CVS health On Wednesday, revenues and profits reported the fourth quarter which exceeded estimates, even if its insurance activity in difficulty continued to see higher medical costs.
The company also issued profit prospects adjusted in 2025 from the year to year all year round from $ 5.75 to $ 6 per share, which was in line with Wall Street expectations. But CVS did not provide income forecasts for the year.
It ends the first full quarter with David Joyner, a long -standing framework of CVS, as CEO of the pharmacy chain in difficulty in difficulty. Joyner succeeded Karen Lynch in mid-October, when CVS had trouble generating higher profits and improving her performance in stock.

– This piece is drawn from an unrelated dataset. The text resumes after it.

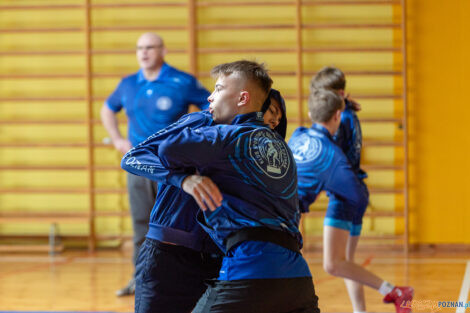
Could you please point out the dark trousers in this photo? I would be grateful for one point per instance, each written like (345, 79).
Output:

The company has undergone a management reshuffle within the framework of a broader recovery plan which includes $ 2 billion in costs in the coming years. CVS faced the cost increase in its insurance unit, AETNA, and a retail company forced by softer consumption expenses and reimbursements below prescription drugs.
Here is what CVS has reported for the fourth quarter compared to what Wall Street was expecting, on the basis of a survey of LSEG analysts:
- Profit by action: $ 1.19 per adjusted share vs 93 cents per expected action
- Income: $ 97.71 billion against $ 97.19 billion expected
The company’s shares increased by 15% at the start of negotiations.
CVS and other insurers such as Unitedhealth Group and Humana have seen medical costs increase in the past year, as more Medicare patients have returned to hospitals for the procedures they have delayed during the pandemic.
Medicare Advantage, a private health insurance scheme contracted by Medicare, has long been an engine of growth and profits for insurers. But investors have become concerned about the excitement costs linked to these plans, which cover more than half of all the beneficiaries of Medicare.
CVS reserved sales of $ 97.71 billion for the fourth quarter, up 4.2% compared to the same period a year ago due to the growth of his pharmacy and insurance business.
The company posted a net profit of $ 1.64 billion, or $ 1.30 per share, for the fourth quarter. This is compared to net profit of $ 2.05 billion, or $ 1.58 per share, for the annual period.
The exclusion of certain elements, such as amortization of intangible assets, restructuring costs and capital losses, the adjusted profits were $ 1.19 per share for the quarter.
CVS said that its fourth quarter profits reflect higher medical costs in its insurance company and the same lower medicare stars for the 2024 payment year, which both weighed on the operating results of the operating results segment for the quarter. These stars assessments help Medicare patients compare the quality of Medicare health and medication plans.
Pressure on the insurance unit
The three commercial segments of CVS have beaten Wall Street’s expectations for the fourth quarter.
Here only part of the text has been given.